Dutch agree to subsidise Rotterdam carbon capture project with €2bn
The Dutch government has allocated €2bn to a project to capture and store carbon dioxide in an empty gas chamber under the North Sea, broadcaster NOS reported on Monday, quoting Shell and Rotterdam port sources.
The Porthos project, which involves four companies based in the port area, will be the first large scale carbon capture scheme in the Netherlands. The 2019 government-brokered climate agreement states that half of the reduction in carbon emissions by industry could be done using the process.

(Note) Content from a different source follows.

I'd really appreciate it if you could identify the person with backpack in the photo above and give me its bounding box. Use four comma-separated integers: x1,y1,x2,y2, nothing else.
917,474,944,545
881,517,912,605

At the moment companies pay for the right to emit carbon dioxide – currently around €50 a tonne. According to Rotterdam port authority calculations, capture and storage would cost around €80 a tonne. This means the government will pick up the difference and the subsidy will drop as the price of carbon emissions rise.
At the end of last year, Shell, ExxonMobil, Air Liquide and Air Products announced plans to apply for the Dutch government subsidy and said that by 2024, some 2.5 megatonnes of carbon dioxide could be stored in the empty gas chambers.
The infrastructure to reach the gas chamber, some 20 kilometres off the coast, will be put in place by the port, Gasunie and energy group EBN with the aid of European funding.
Critics
Earlier efforts to capture and store carbon emissions in the Netherlands have come to nothing. One plan, also involving Shell, was abandoned after protests by locals.
Shell is currently involved in other CCS projects in Canada and Norway.
Environmental group Greenpeace, which did not sign the Dutch climate agreement, says CCS is an expensive way to delay making real improvements to cut pollution.